Woodworth cited a 2004 industry study conducted by Brian Lancaster and Davis Cable that focused on CMBS loans issued during the period 1992 through March 2003. The default rate among hotel loans was 7.2%. The average loan loss severity as a percentage of the loan balance at the time of default was a whopping 48.2% for the hotel sector. “Thus, there often is a significant motivation for the lender to avoid default, if possible,” emphasized Woodworth.
Where are cap rates headed?
A combination of a lack of liquidity and the absence of income growth has lifted capitalization rates to peak levels. (The cap rate is the initial return to the investor based on the purchase price and NOI. The higher the cap rate, the lower the purchase price.)
The average hotel cap rate bottomed out at 7.6% in 2007 during the height of the bull run in commercial real estate and has since climbed to a cyclical peak of approximately 10%, according to PKF. Its forecast calls for the average hotel cap rate to hold steady this year before falling to 9.7% in 2011, 9.2% in 2012 and 8.7% in 2013.

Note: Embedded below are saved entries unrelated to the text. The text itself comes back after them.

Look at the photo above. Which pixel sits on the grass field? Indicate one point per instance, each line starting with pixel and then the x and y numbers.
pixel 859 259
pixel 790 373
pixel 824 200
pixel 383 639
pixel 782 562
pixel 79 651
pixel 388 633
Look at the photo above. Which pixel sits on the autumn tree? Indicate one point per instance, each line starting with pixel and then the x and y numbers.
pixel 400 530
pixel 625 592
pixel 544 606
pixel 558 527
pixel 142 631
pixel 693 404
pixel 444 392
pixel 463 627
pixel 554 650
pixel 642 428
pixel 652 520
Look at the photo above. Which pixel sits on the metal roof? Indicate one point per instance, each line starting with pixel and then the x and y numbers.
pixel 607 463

“An increase in profits and the reduced risk perceived in the marketplace will overcome escalating interest rates. Cap rate compression will occur as a result,” said Woodworth. PKF’s cap rate forecasting model takes into account interest rates, cash flows, system-wide liquidity and volatility.
“Although the cumulative loss in value has been substantial since 2008, significant asset appreciation will commence this year and persist through 2013 as cap rates fall further in response to stabilizing incomes,” added Woodworth.

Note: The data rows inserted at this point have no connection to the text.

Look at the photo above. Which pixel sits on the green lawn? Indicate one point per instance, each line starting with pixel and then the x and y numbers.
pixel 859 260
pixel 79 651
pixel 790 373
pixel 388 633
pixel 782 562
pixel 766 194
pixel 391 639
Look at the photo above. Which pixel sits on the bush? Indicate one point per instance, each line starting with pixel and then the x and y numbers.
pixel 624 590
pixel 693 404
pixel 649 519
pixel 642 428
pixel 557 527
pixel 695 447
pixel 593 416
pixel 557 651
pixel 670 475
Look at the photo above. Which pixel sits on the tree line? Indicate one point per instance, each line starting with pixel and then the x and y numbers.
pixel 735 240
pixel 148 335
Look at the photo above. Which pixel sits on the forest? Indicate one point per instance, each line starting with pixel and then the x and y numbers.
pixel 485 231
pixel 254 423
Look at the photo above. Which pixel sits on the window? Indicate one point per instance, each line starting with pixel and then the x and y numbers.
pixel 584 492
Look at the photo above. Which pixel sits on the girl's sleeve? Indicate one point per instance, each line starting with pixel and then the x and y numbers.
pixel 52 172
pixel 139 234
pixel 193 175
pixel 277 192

The 34.9% year-over-year decline in profits realized by the average U.S. hotel in 2009 — combined with an increase of 210 basis points in the cap rate during the same period— has resulted in a stunning loss in asset value. “The cumulative decline that we are forecasting of a minus 51.5% exceeds the drop in value estimated for the 2001 to 2003 period,” said Woodworth.
Hazards of forecasting
The sharp drop in the financial performance of the U.S. hotel sector in 2009 forced researchers to revise their forecasts much more than usual as the year unfolded. But then again, it was a most unusual time.
“At ALIS 2009, the economic recession was just over a year old. The panic on Wall Street was in its fourth month, and our new president was just checking into the White House,” Woodworth reminded the audience. “Lodging fundamentals were contracting dramatically, and uncertainty was rife.”

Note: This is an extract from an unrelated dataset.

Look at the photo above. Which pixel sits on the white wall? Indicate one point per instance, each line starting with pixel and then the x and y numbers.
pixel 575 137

At the start of 2009, PKF projected a 9.8% drop in revenue per available room (RevPAR) on a year-over-year basis. But by summer of 2009, PKF was calling for a 17.5% drop in RevPAR as job losses piled up and consumer spending tightened. That revised forecast turned out to be nearly spot-on as RevPAR actually fell 16.7% in 2009.
The occupancy forecast for the U.S. hotel sector underwent similar revisions during 2009. At the start of the year, PKF projected the average occupancy rate of U.S. hotels for all of 2009 would be 57.2%, but at mid-year that figure was revised downward to 55.5%. The actual number turned out to be 55.1%.
It’s little wonder. The economy has shed about 7.1 million jobs since the recession began in December 2007. The national unemployment rate, which currently stands at 10%, is expected to peak at 10.5% in the third quarter of 2010, according to Moody’s Economy.com.
As if it didn’t have enough to contend with, the hotel sector has been hampered by an imbalance between supply and demand. In the fourth quarter of 2009, for example, demand fell by 2.7% compared with the same period a year earlier. Supply, however, rose by 3%. That gap is expected to narrow considerably over the course of 2010.
“In each of the previous two downturns, the volume of room openings began to diminish within two to three quarters after the recession began. In the current episode the opposite occurred,” noted Woodworth.
“Supply growth accelerated and remained elevated for almost two years after the Great Recession began in December 2007,” Woodworth also pointed out. “We are just now beginning to see year-over-year supply increases subside — an important and certainly welcome change.”